I want an “Asstastic” booty!
Let me explain…
Asstastic Definition: A complimentary statement of one’s posterior. Synonym: Bootylicious Example: “Gee, these pants make my rear end look asstastic!!”
Okay, let’s face it, we aren’t all perfect in every imaginable way. Some of us have to work at it – especially since there is no retouching in real life!
Want my advice? Two easy tips: 1. Stairs (great for perking up the butt) and 2. FatGirlSlim by Bliss, the overnight cellulite stopper $36 – Though if you’re anything like me and like to take charge of your body than you’ll want the Bliss Lean Machine, a Spa-Powered Body Contouring System $145 too. The cream is effective, but along with the vacuum assisted massager which encourages lymphatic drainage and helps to contour your skin visibly reducing cellulite, to ensure that you’re “trouble areas” are left smooth and dimple free.
Sounds easy, right? Well, it’s tedious and sometimes even I forget, but trust me it works. I’m not hawking a product… I’m letting you in on my little secret.

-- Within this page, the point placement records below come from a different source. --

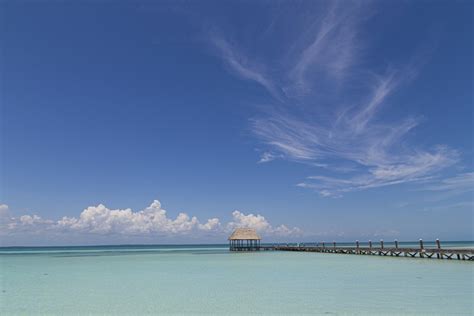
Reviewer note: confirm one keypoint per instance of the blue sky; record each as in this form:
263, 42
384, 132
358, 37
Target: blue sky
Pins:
308, 120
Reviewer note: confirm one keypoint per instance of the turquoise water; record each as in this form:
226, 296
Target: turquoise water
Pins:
131, 280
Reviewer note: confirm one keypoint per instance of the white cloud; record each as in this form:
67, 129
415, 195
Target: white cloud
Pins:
4, 212
259, 223
329, 114
242, 67
153, 220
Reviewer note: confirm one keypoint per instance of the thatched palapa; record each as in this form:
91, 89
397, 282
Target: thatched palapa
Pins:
244, 239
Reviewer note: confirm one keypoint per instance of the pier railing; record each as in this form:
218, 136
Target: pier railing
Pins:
420, 251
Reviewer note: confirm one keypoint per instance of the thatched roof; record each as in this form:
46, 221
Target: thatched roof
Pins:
244, 234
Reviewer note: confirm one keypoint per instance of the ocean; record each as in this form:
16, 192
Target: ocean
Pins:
210, 280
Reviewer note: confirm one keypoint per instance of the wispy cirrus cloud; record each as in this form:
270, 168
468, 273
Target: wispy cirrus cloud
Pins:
149, 222
327, 109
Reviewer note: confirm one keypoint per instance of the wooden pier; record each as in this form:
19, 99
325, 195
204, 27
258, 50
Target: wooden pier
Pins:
396, 251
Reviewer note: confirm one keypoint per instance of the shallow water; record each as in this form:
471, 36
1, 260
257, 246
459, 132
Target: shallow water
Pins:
210, 280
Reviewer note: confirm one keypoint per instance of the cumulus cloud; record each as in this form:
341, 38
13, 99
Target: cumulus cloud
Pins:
259, 223
151, 221
327, 110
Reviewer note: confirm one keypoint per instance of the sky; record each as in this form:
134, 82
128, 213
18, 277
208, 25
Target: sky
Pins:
177, 121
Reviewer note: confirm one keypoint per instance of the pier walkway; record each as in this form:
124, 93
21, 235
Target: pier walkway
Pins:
396, 251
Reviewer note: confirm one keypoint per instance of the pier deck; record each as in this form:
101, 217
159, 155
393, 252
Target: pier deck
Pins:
396, 251
435, 253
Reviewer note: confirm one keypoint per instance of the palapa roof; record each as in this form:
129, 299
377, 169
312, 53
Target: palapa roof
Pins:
244, 234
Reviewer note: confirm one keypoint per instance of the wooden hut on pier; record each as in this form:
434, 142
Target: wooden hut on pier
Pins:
244, 239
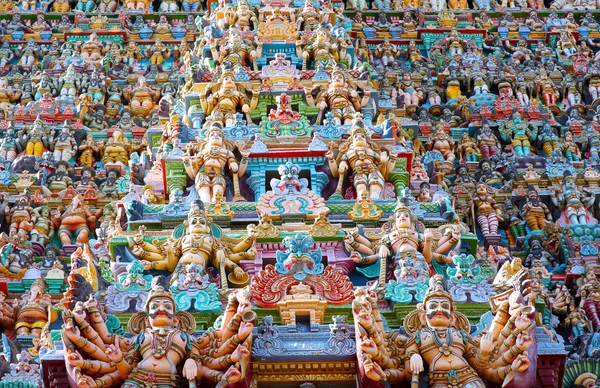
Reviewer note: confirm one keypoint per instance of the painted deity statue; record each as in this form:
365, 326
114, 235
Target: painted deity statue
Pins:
404, 243
575, 202
535, 212
339, 98
438, 336
32, 311
519, 133
76, 221
206, 163
162, 351
200, 245
362, 156
224, 97
442, 142
487, 211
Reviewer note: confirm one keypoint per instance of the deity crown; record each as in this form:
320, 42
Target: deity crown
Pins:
160, 289
436, 290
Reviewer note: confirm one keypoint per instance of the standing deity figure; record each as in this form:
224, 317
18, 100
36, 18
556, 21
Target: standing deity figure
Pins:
488, 142
361, 155
76, 222
32, 312
574, 202
403, 242
199, 245
570, 149
518, 133
224, 97
206, 163
438, 335
386, 52
162, 349
442, 142
590, 142
65, 145
549, 140
589, 292
339, 98
467, 149
535, 212
409, 89
21, 217
548, 89
322, 50
486, 210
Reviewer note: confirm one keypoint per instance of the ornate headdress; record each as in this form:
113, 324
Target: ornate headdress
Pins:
402, 205
160, 289
436, 290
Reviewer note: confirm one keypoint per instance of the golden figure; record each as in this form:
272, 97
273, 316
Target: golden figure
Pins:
224, 97
162, 343
32, 311
439, 336
340, 98
363, 157
199, 245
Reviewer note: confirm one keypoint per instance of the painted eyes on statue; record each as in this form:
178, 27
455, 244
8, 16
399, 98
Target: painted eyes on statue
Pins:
435, 305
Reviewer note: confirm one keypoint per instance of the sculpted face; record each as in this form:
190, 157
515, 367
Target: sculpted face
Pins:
481, 190
402, 219
161, 312
197, 224
438, 312
359, 139
215, 138
338, 80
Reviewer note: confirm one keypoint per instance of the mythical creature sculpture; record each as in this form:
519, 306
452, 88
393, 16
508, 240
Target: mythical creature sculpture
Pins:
202, 243
363, 157
76, 222
162, 342
206, 162
438, 336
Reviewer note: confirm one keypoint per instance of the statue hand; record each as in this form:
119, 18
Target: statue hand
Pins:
486, 345
233, 375
245, 329
521, 363
428, 234
91, 302
384, 252
522, 323
524, 341
72, 331
190, 369
147, 265
373, 370
113, 352
368, 346
384, 157
74, 358
79, 314
416, 364
85, 381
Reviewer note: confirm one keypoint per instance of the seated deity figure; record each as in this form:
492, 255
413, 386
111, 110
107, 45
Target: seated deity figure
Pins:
362, 156
339, 98
206, 163
161, 351
198, 245
438, 336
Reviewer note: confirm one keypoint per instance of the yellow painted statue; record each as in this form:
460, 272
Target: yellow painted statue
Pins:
161, 346
438, 336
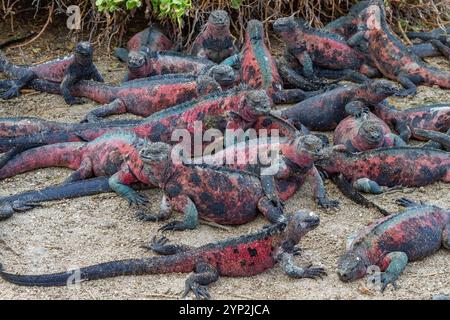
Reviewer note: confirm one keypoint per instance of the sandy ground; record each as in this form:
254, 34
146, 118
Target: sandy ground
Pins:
80, 232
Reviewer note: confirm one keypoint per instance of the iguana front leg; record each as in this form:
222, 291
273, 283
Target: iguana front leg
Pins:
120, 181
117, 106
14, 90
204, 275
396, 262
292, 270
190, 220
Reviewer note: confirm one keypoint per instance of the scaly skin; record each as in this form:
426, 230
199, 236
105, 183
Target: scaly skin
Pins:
371, 171
365, 132
143, 64
318, 48
347, 26
215, 41
323, 112
434, 117
237, 257
152, 38
258, 68
211, 110
24, 126
221, 195
66, 71
295, 167
391, 242
296, 164
141, 97
170, 64
391, 57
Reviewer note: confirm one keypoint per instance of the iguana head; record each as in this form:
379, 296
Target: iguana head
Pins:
255, 30
136, 59
156, 157
84, 52
207, 85
371, 18
312, 145
224, 75
297, 225
371, 132
284, 25
351, 266
219, 18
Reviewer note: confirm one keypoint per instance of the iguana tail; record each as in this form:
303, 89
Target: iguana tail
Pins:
121, 54
166, 264
437, 77
56, 155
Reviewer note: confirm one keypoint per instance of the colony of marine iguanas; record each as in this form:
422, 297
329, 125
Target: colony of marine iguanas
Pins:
222, 85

Cellulite can be caused by just looking at sweets and tasty treats (I think almost every woman would agree) but the real ass killer is carbonation – soda, sparkling water, champagne – goes straight to your butt! This is something I swear by and trust to use to get ready for photo shoots, fashion week, filming movies and bikini summers. I hate admitting I don’t wake up looking and feeling perfect every morning, but who does? It is the littlest things that can make the biggest difference.